COLUMBUS, Ohio — The Ohio Supreme Court has voted to allow a convicted serial killer to challenge his death penalty sentence.
Anthony Kirkland was sentenced to death in 2010 for murdering an SCPA seventh-grader and another Cincinnati teen -- the last of his five victims.
Prosecutors argued that without a death sentence, the killings of 13-year-old Esme Kenney in 2009 and 14-year-old Casonya Crawford in 2006 would go unpunished. However, four of the seven state supreme court justices agreed to send the case back to trial court for a new sentencing hearing.

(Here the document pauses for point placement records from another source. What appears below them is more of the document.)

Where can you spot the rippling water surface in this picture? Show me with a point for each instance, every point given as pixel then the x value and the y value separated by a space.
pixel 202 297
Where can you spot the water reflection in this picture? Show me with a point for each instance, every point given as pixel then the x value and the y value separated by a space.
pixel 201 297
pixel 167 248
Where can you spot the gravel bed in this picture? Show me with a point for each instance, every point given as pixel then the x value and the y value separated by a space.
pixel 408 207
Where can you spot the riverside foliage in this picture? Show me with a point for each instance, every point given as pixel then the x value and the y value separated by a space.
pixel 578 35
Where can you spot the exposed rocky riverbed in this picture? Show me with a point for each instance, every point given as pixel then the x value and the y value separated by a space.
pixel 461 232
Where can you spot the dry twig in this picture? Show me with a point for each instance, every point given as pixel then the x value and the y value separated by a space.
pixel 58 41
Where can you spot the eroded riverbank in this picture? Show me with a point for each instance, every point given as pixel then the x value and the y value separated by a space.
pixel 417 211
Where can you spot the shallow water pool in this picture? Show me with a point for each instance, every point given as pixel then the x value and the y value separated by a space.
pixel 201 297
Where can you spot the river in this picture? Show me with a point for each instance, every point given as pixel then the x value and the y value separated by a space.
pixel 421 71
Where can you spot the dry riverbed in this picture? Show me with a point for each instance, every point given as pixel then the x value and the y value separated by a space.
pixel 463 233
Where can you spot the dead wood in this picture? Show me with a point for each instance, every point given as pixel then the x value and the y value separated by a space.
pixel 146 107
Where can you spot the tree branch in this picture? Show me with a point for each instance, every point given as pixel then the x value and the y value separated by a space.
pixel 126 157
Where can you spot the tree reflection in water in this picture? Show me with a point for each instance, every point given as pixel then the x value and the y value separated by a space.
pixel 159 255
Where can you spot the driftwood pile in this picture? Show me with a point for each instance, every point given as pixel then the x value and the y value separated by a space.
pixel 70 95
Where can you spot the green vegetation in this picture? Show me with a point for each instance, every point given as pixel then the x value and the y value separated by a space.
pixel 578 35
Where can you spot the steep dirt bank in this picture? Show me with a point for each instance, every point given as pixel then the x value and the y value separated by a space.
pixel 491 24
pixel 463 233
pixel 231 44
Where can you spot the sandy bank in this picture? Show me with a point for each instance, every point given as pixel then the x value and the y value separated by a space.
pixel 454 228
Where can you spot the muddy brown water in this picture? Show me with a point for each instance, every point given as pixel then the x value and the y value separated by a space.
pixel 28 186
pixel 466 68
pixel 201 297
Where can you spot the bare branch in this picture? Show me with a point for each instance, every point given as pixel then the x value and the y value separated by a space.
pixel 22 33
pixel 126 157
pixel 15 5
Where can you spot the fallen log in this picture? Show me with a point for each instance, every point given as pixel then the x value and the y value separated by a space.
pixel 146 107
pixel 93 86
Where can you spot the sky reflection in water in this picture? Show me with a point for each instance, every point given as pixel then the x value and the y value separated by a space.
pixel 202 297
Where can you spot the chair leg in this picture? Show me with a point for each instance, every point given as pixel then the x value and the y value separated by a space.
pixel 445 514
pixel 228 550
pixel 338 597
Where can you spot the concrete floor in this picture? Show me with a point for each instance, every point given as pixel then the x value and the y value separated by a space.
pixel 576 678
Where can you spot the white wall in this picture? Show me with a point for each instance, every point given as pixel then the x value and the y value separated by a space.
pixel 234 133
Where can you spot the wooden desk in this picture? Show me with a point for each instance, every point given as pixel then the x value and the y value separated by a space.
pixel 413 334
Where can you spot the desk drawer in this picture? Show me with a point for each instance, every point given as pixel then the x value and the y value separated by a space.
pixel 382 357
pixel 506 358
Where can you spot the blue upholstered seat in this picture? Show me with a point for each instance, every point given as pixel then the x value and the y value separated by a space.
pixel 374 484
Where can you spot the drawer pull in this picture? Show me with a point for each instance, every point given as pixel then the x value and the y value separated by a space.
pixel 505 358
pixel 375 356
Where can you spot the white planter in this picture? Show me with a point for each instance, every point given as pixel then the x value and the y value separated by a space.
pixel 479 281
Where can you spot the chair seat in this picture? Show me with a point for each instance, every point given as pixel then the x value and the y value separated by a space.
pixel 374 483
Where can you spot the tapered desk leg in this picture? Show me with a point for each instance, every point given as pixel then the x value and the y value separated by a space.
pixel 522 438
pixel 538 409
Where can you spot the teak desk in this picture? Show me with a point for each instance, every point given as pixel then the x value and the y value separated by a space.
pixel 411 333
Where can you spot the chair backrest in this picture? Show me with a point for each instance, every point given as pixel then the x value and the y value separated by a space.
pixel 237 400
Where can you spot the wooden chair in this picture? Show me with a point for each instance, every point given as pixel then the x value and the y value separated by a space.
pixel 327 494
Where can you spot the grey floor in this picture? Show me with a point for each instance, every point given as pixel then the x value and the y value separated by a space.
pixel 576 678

"What's happened now is a Florida case came along that the U.S. Supreme Court heard and overruled the death penalty case, so the Ohio Supreme Court feels that Florida case applies to the Kirkland case," criminal defense attorney Mark Krumbein said. He is not one of Kirkland's attorneys but offered his opinion as a legal expert.
Hamilton County Prosecutor's Office spokeswoman Julie Wilson told WCPO the county prosecutor plans to file a response to the ruling. Prosecutor Joe Deters will ask the Ohio Supreme Court to reconsider or offer some clarification on the decision.
"We think the Supreme Court of Ohio may have misinterpreted current law," Deters said. "We are asking them to reconsider."
Kirkland was found guilty of aggravated murder, attempted rape and other charges in the Kenney and Crawford deaths. Before his trial, Kirkland also pleaded guilty to the slayings of two other Cincinnati women, 45-year-old Mary Jo Newton and 25-year-old Kimya Rolison, and received life sentences. He previously served a 16-year sentence for killing his girlfriend.
Kirkland kidnapped Kenney, a cello player at the School for Creative and Performing Arts, as she jogged alone around the Winton Hills reservoir close to her home on Saturday afternoon, March 7, 2009. Her parents had called police when she didn't come right home, and police were already out looking for her when they came upon Kirkland in the woods. He had Kenney's iPod and her watch. They found her body nearby.
At the sentencing phase, the prosecutor questioned whether the killings of the Kenney and Crawford were "just freebies for him."
Prosecutors argued in a 2011 filing with the court that the prosecutor's comment was appropriate because part of the death penalty case against Kirkland was that the girls' killings was part of a "course of conduct" involving four victims.
"The significance is that one of the reasons death was appropriate was the number of victims," William Breyer, Hamilton County chief assistant prosecuting attorney, said in the filing.
Justice Judith Ann Lanzinger said Kirkland deserved to be re-sentenced because of the prosecutor's remarks.
"Although the crimes Kirkland is alleged to have committed are horrific, due process requires that a jury be free from prejudice before recommending the death penalty," she wrote.
Justice Paul Pfeifer agreed that Kirkland should be re-sentenced because of the prosecutor's remarks. He also said Kirkland's conviction of attempted rape in the case of Crawford should be overturned for lack of evidence.